Not everyone will be able to make the transition to the types of meetings we’re talking about. Unfortunately, these people are completely toxic to creating a new environment. No matter how great their individual contributions might be, they must be cut out to allow the collective intelligence of the group to thrive. There will be people that like the traditional meeting format because they get the biggest payoff from the status quo. These same folks also tend to garner the most resentment from others and tend to keep even better people from staying at the firm. Firing a toxic team member, even one with superior performance, is perhaps the single most value-maximizing thing a team can do. In our experience, editing the team to focus on a shared culture of trust and debate far exceeds the loss of any one contributor, as it allows morale to rise and collaboration to deepen. Remember, firing a team member who cannot get past their own biases and ego is great for everyone. It’s a no brainer for the team AND it’s great for the individual getting fired – there’s a whole world of toxic teams out there where they can shine.

Conclusion

Meetings don’t have to suck. As we begin to align incentives, assign homework, expect preparedness, eliminate hierarchy, and cultivate an environment of trust, meeting productivity skyrockets. There’s an aspect of holding meetings in this manner that becomes deeply uncomfortable. We must truly listen to others’ opinions and encourage them to call out our own persistent biases in the process. No matter how much we trust others, having our shortcomings highlighted never really feels great in the moment. However, that’s the price of growth.

Another drawback worth mentioning is that this manner of decision making can be painfully slow compared to command-and-control decisions. Meetings can take longer. Getting to the root of a question through debate can result in numerous dead ends before there is a breakthrough. Frustrations can run high. This can take some people by surprise, especially those who were previously in control. It’s easy to give up on the process too soon. However, at NZS, we have consistently found that, as we push through initial discomfort and resist the urge to come to snap decisions, our thought processes are richer, the insights more nuanced and defined, and our conclusions are consistently higher quality. Oh yeah, and our meetings don’t suck.

 

Sources:

Duhigg, Charles. “What Google Learned From Its Quest to Build the Perfect Team.” The New York Times, Feb. 25, 2016. (https://www.nytimes.com/2016/02/28/magazine/what-google-learned-from-its-quest-to-build-the-perfect-team.html)

Slowing Down Time in Organizations.
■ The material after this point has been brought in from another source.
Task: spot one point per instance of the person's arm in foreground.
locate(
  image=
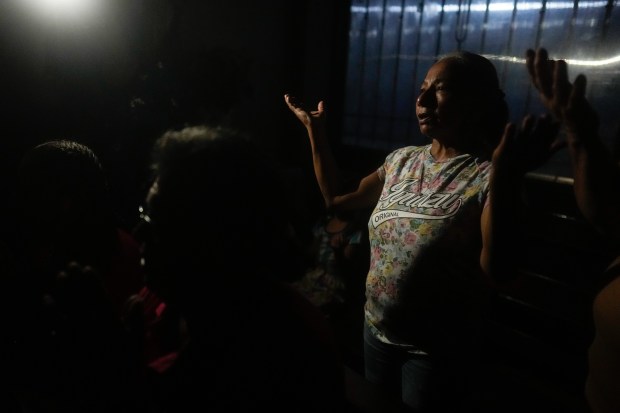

NZS Capital, 2021. (https://www.nzscapital.com/news/slowingtime)

Catmull, Ed. Creativity Inc. Random House, 2014; Revised Edition 2023.

Time Travel to Make Better Decisions. NZS Capital, 2021. (https://www.nzscapital.com/news/time-travel)

Seides, Ted, host. “Conducting Pre-Mortem Analysis with Gary Klein, Paul Johnson, and Paul Sonkin.” Capital Allocators, episode 109, September 22, 2019. (https://www.capitalallocators.com/podcast/conducting-pre-mortem-analysis/)

De Mello, Anthony. Awareness. Image, 2023.


[i] In recent years Pixar has seen somewhat less commercial success combined with higher than historical expenses. In an updated version of Creativity Inc. (The Expanded Edition) published in 2023, Catmull discusses what appears to be an evolution in the Braintrust culture at Pixar away from the primary creative directors and towards the collective opinion of the employees. While it’s hard to comment as outsiders, we wonder if this shift in culture may have contributed to lower commercial success.